It's REALLY strange - so much in common... My XMM is now "in love" with another woman... not me, not his W... although this OW did have an A with him, unlike your friend, the bottom line is the OM do NOT love us, and they are BAD NEWS. Please don't put yourself down talking about your "moral character"... I believe that ANYONE can slip, anyone can do something that is OUT of character for them... Maybe your friend just isn't in a place in her life where she is vulnerable, and I hope she never gets to a place where she is - but you are NOT a bad person - just a sad, lonely person who made a BIG mistake that came from a core of pain inside...
>> He and I have said from the beginning it is just physical. I have used him as much as he as used me but it still hurts. I don't want to care about him but I wish he cared for me. I really wish that I would have never crossed the line. My husband loves me and would never cheat. I can never tell him the truth because I would lose everything. I just want to stop wanting this other person but it is so hard. I do not want to lose everything that I love and have worked so hard to get over someone who has only used me for his own headgames and needs.
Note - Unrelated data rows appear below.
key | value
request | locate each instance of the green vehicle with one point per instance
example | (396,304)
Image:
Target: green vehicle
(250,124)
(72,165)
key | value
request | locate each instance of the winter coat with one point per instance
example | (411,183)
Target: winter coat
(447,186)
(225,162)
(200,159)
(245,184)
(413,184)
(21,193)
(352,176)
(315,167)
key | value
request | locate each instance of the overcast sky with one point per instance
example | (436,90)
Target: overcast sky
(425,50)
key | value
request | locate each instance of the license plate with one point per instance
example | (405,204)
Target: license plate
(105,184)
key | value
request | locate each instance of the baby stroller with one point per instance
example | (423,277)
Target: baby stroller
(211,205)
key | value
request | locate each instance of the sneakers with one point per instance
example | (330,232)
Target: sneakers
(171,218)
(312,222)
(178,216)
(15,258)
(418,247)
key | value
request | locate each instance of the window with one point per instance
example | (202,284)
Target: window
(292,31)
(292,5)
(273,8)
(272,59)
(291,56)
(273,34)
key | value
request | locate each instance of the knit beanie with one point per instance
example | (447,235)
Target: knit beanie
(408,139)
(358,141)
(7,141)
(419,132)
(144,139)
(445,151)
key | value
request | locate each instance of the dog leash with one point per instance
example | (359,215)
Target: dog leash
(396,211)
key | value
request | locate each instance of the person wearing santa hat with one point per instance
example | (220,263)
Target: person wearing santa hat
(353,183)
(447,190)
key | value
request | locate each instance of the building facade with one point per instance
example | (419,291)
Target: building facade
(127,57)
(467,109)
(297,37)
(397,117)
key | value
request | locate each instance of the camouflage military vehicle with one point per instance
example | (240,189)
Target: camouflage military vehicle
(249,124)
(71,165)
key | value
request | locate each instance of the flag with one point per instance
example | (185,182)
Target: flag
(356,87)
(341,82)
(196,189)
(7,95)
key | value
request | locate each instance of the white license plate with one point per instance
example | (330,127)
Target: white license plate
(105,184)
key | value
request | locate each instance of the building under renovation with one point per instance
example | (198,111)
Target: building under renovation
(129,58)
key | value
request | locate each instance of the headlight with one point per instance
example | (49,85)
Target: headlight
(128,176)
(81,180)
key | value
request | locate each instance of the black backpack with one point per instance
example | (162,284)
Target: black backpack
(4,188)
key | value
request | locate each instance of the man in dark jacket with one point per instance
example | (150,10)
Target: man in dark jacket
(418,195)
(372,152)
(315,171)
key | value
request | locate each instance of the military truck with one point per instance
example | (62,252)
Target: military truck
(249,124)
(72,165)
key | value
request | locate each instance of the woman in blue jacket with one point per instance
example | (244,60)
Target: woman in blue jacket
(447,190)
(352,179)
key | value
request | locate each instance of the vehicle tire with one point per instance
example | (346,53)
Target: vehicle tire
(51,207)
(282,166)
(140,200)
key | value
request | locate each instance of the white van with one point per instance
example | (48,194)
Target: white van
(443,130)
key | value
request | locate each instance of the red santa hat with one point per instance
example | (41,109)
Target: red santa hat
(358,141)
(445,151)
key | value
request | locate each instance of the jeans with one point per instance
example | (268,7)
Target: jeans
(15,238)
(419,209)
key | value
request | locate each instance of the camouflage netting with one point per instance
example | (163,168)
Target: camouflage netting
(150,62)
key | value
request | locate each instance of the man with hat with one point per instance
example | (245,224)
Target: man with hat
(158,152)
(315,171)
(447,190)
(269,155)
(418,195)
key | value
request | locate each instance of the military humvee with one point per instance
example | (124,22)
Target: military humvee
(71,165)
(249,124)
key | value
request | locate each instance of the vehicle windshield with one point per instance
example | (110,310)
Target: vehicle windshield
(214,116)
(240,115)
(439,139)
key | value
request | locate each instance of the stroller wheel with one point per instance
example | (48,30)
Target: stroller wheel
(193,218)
I would never choose this person for a life partner. <<
Really, I feel like I'm reading my own words here... I said EVERYTHING you are saying... XMM and I said it was only going to be physical (and I thought I could just not let it affect my marriage - I could keep it separate - WRONG)... I didn't want to care about him - I still don't want to - but I do. My H loves me, has never cheated and I don't think he ever would (although I never say never anymore). I have chosen to not confess to my H, but the burden is a VERY heavy one... I would never choose someone like my XMM for a life partner... yet here we are, right?
Hope... please... all I can say is that you DO have the strength inside you to end this. Sometimes it has to get very bad before we can pull ourselves up from the depths... but the fact that you came here, keep coming back here, tells me that you ARE READY. I'll hold your hand... email me if you want to talk more (just click on my name and in my profile you can click to send me mail)... post here as much as you need to... the people here are so wise and supportive... I just see myself, a few months ago, in your posts... and I know where you are... and I know you will be ok but it will be one of the hardest things you've ever had to do... Just know you don't have to do this alone.